Readings: Mankiw, Principles of Economics, chapters 1, 2 & 3
Unit 2: How Markets Work Time: 2 weeks
Key Topics: What is a market, what is competition, the demand curve relationship
between price and quantity demanded, market demand vs. individual demand, shifts in
demand, the supply curve relationship between price and quantity supplied, market
supply vs. individual supply, shifts in the supply curve, equilibrium and changes in
equilibrium, how prices allocate resources, elasticities of supply and demand
Readings: Mankiw, Principles of Economics, chapters 4, 5, & 6.
Unit 3: Markets, Welfare and the Public Sector Time: 3 weeks
Key Topics: Efficiency of markets, consumer & producer surplus, evaluating market
efficiency, costs of taxation and deadweight loss, Laffer Curve, international trade,
discussion of trade restrictions, externalities, public and private solutions to externalities,
public goods and common resources, property rights, the tax system.
Readings: Mankiw, Principles of Economics, chapters 7 – 12.

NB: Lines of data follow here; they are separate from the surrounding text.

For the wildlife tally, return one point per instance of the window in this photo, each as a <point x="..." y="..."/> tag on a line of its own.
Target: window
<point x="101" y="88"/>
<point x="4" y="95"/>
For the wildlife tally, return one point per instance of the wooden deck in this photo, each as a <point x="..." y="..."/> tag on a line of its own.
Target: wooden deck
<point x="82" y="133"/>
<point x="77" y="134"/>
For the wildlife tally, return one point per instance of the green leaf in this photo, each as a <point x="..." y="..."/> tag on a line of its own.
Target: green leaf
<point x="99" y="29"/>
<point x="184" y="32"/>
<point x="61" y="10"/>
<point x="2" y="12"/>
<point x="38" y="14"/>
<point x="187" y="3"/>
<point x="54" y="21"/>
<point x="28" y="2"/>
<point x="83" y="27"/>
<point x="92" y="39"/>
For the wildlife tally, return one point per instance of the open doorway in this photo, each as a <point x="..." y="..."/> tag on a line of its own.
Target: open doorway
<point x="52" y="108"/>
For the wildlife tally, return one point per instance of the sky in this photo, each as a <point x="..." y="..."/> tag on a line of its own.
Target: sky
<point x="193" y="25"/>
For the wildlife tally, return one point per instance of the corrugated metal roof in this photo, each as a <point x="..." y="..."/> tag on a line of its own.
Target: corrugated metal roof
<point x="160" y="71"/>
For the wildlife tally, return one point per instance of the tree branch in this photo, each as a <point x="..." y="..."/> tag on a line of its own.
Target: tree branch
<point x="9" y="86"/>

Unit 4: Firms and Market Structures
Time: 4 weeks
Key Topics: Costs of production, short-run and long-run costs, economies and
diseconomies of scale, competitive market structure, market supply curve, monopoly
structure, demand vs. marginal revenue, efficiency of monopoly, public policy toward
monopoly, price discrimination, oligopoly, cartels, game theory, antitrust policy,
monopolistic competition, advertising.
Readings: Mankiw, Principles of Economics, chapters 13 –17.
Unit 5: Factor Markets
Time: 2 weeks
Key Topics: Derived demand, demand for labor, marginal product of labor, marginal
revenue product, supply of labor, equilibrium in the labor market, land and capital,
determinants of wage equilibrium, labor market discrimination, income inequality,
income redistribution.
Readings: Mankiw, Principles of Economics, chapters 18-20
Unit 6: Consumer Choice
Time: ½ week
Key Topics: Budget constraints, indifference curves, substitutes and complements,
income and substitution effects, deriving the demand curve.